The complement is the scatter operator. It allows you to pass a sequence of values as individual arguments to the function. 

In [58]:
a_tuple = ( 7, 3 )
# divmod( a_tuple ) # Uncomment to see error
divmod( *a_tuple )

(2, 1)

### Dictionaries

In [95]:
from faker import Faker

fake = Faker()

In [96]:
small_dict = {}
for i in range(10):
    small_dict[fake.name()] = fake.address()

In [97]:
small_dict

{'James Jones': '2524 Daniel Plaza Apt. 367\nLisaport, VI 44638',
 'Sheryl Schaefer': '58782 Watson Loop Apt. 114\nMichaelview, RI 64083',
 'Larry Paul': '7955 Jones Streets\nSouth Casey, AL 08798',
 'Samantha Austin': '038 Johnson Road Suite 673\nAngelhaven, PW 17437',
 'Tanner Carroll': '673 Thomas Throughway\nMillerside, VI 51422',
 'Susan Stewart': '706 Gross Loop Suite 731\nReesestad, CT 69181',
 'Bryan Fowler': '782 Donald Valley\nRodriguezfort, MO 78192',
 'Brian Reynolds': '6421 Lewis Wells\nSouth Maureenton, NH 66327',
 'Keith Hall': '56931 Montoya Fords\nLake Anthony, ID 99578',
 'Kimberly Moore': '636 Scott Rapid\nTimothyberg, CO 09790'}

In [98]:
%%timeit
small_dict["James Jones"]

45 ns ± 9.36 ns per loop (mean ± std. dev. of 7 runs, 10,000,000 loops each)


In [99]:
large_dict = {}

for i in range(10000):
    large_dict[fake.name()] = fake.address()

In [100]:
import itertools

# Get the first 10 items from the dictionary
first_10_items = dict(itertools.islice(large_dict.items(), 10))

print(first_10_items)

{'James Everett': 'USNV Wade\nFPO AA 89645', 'Bradley Ford': '68498 Davis Mountain Suite 055\nHarryville, KS 20735', 'Lauren Anderson': '26013 Webster Avenue Suite 590\nNew Cherylside, UT 37632', 'Matthew Carlson': '5995 Ray Drive\nNew Christina, SD 73446', 'Cody Calhoun': '252 Tiffany Passage\nPort Samanthaborough, MS 28729', 'Chad Wang': '22095 David Prairie Suite 613\nLake Malloryside, NV 09951', 'Kari Brown': '791 Morris Mountains Apt. 817\nKellyton, MO 49595', 'Cynthia Brown': '9557 Morton Path Suite 863\nLake Ashleyfort, MS 09723', 'Christina Rodriguez': '4735 Torres Shoal Suite 036\nJenniferstad, FL 56705', 'James Martinez': '9320 Edwards Fields\nAdrianchester, TN 86974'}


In [101]:
%%timeit
large_dict["James Everett"]

44.7 ns ± 1.23 ns per loop (mean ± std. dev. of 7 runs, 10,000,000 loops each)


## Sets

In [102]:
%%timeit
4200 in large_list

44.8 µs ± 1.08 µs per loop (mean ± std. dev. of 7 runs, 10,000 loops each)


In [103]:
%%timeit
large_set = set(large_list)
4200 in large_set

145 µs ± 11.9 µs per loop (mean ± std. dev. of 7 runs, 10,000 loops each)

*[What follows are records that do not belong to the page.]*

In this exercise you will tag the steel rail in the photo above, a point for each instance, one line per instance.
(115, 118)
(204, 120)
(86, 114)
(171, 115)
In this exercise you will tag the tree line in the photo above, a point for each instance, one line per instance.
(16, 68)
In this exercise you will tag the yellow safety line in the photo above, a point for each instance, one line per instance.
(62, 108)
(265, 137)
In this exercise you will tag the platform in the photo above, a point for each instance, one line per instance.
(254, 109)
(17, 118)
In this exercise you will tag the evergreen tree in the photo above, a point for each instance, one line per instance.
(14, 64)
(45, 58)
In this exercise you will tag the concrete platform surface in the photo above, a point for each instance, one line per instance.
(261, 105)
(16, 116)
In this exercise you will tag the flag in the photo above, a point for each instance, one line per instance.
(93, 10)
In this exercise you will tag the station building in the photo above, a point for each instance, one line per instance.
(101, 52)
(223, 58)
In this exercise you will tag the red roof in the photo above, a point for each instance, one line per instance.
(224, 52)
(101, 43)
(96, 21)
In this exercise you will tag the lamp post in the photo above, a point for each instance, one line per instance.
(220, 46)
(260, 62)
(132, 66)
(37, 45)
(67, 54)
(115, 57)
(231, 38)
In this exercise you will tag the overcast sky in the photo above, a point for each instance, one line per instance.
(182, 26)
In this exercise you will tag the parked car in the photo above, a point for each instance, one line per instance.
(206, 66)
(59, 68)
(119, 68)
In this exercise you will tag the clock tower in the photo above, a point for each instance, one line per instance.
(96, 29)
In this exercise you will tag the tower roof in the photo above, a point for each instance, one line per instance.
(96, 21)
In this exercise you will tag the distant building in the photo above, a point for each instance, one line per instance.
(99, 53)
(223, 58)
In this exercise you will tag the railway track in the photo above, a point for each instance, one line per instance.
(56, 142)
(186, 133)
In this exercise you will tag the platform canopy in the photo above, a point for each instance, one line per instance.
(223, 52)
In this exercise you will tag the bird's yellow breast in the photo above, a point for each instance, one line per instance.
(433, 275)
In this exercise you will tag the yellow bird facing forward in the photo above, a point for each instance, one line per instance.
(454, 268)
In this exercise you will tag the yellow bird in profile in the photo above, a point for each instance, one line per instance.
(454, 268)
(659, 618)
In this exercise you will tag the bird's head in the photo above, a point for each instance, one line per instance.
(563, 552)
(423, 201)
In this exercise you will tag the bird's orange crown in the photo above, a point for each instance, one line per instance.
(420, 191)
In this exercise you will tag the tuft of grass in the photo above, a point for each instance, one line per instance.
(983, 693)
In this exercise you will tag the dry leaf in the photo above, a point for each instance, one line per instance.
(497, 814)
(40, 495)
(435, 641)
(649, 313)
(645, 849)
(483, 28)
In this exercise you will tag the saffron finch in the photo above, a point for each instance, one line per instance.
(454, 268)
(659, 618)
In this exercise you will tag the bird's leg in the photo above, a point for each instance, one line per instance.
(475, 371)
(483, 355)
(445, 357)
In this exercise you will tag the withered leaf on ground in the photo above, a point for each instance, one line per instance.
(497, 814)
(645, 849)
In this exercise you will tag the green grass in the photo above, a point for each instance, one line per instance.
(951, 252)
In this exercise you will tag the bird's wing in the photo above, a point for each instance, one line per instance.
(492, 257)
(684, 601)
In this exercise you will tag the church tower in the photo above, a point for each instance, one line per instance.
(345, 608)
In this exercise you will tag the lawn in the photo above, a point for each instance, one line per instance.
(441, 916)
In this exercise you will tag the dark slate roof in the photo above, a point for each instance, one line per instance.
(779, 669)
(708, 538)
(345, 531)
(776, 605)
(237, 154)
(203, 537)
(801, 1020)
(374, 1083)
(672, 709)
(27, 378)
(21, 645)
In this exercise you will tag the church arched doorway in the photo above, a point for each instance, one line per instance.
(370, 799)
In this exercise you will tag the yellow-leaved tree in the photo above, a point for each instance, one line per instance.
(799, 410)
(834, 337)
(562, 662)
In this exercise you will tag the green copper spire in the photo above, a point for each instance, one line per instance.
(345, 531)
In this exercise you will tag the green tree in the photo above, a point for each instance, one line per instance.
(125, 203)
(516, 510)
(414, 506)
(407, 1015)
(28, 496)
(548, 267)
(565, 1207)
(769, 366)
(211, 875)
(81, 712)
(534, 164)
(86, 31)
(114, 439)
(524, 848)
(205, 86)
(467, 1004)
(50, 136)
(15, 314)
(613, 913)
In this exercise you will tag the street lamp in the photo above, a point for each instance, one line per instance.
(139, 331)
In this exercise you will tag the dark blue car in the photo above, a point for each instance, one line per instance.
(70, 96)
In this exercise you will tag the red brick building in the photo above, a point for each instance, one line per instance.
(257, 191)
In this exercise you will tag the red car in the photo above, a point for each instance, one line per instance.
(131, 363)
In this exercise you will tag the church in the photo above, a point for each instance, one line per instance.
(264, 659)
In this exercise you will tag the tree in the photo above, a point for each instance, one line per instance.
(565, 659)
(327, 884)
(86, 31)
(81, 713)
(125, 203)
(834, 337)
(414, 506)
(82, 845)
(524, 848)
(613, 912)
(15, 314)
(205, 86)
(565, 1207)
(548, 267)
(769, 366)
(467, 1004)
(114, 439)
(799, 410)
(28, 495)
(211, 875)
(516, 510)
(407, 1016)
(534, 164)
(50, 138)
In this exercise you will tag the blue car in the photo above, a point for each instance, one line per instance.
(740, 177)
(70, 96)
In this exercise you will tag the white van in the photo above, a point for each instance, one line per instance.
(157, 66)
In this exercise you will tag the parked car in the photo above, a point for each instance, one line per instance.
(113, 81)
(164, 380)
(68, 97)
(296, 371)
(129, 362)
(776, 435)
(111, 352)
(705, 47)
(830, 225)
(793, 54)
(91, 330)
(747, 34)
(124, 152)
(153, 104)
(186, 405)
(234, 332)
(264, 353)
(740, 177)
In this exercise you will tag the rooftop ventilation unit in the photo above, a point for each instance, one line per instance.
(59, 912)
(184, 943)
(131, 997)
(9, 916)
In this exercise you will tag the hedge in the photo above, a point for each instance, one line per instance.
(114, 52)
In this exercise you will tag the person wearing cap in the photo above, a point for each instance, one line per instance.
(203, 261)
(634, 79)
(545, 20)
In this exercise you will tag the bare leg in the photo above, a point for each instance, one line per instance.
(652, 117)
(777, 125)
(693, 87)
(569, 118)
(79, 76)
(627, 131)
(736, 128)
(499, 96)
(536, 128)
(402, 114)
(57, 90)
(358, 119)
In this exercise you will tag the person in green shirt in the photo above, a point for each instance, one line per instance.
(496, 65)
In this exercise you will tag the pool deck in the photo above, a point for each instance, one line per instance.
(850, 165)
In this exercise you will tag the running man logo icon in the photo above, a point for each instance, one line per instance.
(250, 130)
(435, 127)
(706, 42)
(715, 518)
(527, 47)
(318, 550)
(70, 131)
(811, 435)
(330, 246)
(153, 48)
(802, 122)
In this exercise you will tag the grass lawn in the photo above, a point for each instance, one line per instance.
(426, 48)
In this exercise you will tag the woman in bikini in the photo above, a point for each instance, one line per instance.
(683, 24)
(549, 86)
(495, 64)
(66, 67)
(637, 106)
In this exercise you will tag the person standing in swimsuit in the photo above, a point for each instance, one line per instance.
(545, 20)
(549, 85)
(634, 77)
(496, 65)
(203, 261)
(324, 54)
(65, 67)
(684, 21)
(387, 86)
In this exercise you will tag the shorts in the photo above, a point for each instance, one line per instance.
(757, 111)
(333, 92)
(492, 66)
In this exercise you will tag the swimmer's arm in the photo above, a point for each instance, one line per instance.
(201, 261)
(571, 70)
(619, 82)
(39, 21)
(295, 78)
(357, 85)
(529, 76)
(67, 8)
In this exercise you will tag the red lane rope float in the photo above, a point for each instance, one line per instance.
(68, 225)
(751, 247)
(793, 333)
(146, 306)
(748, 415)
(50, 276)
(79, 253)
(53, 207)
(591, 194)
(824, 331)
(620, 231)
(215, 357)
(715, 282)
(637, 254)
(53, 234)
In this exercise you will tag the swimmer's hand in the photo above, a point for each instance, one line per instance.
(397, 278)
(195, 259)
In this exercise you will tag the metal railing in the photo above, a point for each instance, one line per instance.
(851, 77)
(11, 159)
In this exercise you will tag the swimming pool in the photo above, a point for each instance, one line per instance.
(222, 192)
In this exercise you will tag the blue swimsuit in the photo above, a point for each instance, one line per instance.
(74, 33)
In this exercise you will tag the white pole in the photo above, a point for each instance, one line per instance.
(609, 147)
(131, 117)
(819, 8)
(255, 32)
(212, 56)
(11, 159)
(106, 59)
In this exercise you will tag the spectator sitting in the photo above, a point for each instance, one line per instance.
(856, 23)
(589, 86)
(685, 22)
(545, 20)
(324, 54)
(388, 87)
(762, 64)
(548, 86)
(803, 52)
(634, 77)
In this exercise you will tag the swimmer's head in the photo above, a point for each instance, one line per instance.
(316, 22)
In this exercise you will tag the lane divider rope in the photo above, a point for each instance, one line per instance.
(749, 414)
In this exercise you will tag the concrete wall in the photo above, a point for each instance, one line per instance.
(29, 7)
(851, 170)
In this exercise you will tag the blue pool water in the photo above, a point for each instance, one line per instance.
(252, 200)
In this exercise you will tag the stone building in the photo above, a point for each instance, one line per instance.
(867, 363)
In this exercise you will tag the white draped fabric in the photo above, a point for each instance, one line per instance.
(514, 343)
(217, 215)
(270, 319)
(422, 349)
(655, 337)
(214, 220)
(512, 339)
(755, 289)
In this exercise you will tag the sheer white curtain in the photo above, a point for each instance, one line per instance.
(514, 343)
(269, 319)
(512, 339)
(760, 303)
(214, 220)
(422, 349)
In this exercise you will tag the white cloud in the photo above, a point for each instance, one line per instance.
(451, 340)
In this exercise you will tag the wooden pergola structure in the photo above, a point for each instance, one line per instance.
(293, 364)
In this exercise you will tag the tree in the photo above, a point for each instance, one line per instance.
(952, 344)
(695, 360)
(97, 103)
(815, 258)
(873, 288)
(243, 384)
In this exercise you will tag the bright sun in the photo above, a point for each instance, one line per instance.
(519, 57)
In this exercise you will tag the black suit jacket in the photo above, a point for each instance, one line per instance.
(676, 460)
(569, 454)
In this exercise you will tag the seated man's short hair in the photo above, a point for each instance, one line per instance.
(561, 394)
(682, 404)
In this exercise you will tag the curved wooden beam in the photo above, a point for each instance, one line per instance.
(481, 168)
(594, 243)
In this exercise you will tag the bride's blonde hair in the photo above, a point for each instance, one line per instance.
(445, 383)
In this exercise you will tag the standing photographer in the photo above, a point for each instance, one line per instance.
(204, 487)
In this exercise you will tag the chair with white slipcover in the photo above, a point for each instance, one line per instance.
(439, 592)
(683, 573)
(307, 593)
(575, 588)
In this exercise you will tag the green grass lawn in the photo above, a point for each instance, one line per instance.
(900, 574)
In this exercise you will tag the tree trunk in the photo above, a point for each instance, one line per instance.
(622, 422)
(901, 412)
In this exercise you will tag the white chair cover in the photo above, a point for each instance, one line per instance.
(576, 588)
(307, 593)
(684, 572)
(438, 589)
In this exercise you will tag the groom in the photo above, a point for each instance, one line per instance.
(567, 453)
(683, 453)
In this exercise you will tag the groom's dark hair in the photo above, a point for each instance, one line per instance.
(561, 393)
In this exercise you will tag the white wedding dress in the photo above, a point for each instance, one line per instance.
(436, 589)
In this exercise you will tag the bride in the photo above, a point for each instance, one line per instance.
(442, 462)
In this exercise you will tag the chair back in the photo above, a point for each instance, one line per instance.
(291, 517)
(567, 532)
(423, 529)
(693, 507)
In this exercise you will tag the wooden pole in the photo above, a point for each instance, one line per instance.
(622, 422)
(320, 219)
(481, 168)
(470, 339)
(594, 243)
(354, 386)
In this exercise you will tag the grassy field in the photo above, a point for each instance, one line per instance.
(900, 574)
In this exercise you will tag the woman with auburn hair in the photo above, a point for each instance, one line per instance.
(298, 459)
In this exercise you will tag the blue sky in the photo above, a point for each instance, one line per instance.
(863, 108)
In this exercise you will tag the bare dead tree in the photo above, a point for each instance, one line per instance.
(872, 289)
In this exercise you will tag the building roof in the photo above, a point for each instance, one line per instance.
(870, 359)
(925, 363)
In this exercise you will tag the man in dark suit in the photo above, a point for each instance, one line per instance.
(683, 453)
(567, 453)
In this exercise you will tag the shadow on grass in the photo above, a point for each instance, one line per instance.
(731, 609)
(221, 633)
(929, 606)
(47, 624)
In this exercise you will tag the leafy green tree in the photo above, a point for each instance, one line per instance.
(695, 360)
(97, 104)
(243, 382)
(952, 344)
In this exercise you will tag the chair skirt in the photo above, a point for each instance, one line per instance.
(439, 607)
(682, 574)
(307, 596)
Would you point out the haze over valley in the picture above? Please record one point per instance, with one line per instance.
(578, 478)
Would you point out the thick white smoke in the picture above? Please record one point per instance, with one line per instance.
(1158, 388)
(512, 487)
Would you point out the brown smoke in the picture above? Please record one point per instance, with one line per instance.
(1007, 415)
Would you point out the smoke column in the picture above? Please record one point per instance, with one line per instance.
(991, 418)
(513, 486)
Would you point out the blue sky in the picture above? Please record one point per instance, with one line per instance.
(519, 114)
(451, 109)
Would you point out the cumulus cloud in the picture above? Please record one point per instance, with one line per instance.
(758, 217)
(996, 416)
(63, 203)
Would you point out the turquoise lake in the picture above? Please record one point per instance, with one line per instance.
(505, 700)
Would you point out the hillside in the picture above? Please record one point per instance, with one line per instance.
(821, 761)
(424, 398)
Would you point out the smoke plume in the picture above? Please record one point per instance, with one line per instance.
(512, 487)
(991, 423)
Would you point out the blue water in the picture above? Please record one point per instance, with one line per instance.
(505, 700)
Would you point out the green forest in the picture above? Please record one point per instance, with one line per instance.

Converting a list to a set then performing the lookup takes more than three times as long as the list lookup due to the time needed to convert the list to the set. However, once you have converted the list to a set, subsequent lookups are fast

In [104]:
large_set = set(large_list)

In [105]:
%%timeit
5436 in large_set

47.9 ns ± 4.29 ns per loop (mean ± std. dev. of 7 runs, 10,000,000 loops each)


The set lookup is 1,000 times faster than the list lookup. Converting to a set is a great option when you want to repeatedly check whether items are present in a list but it isn’t worthwhile if you want to do it only a small number of times. As with everything in this lesson, it’s worth experimenting and measuring what is faster for the particular problem you’re working on.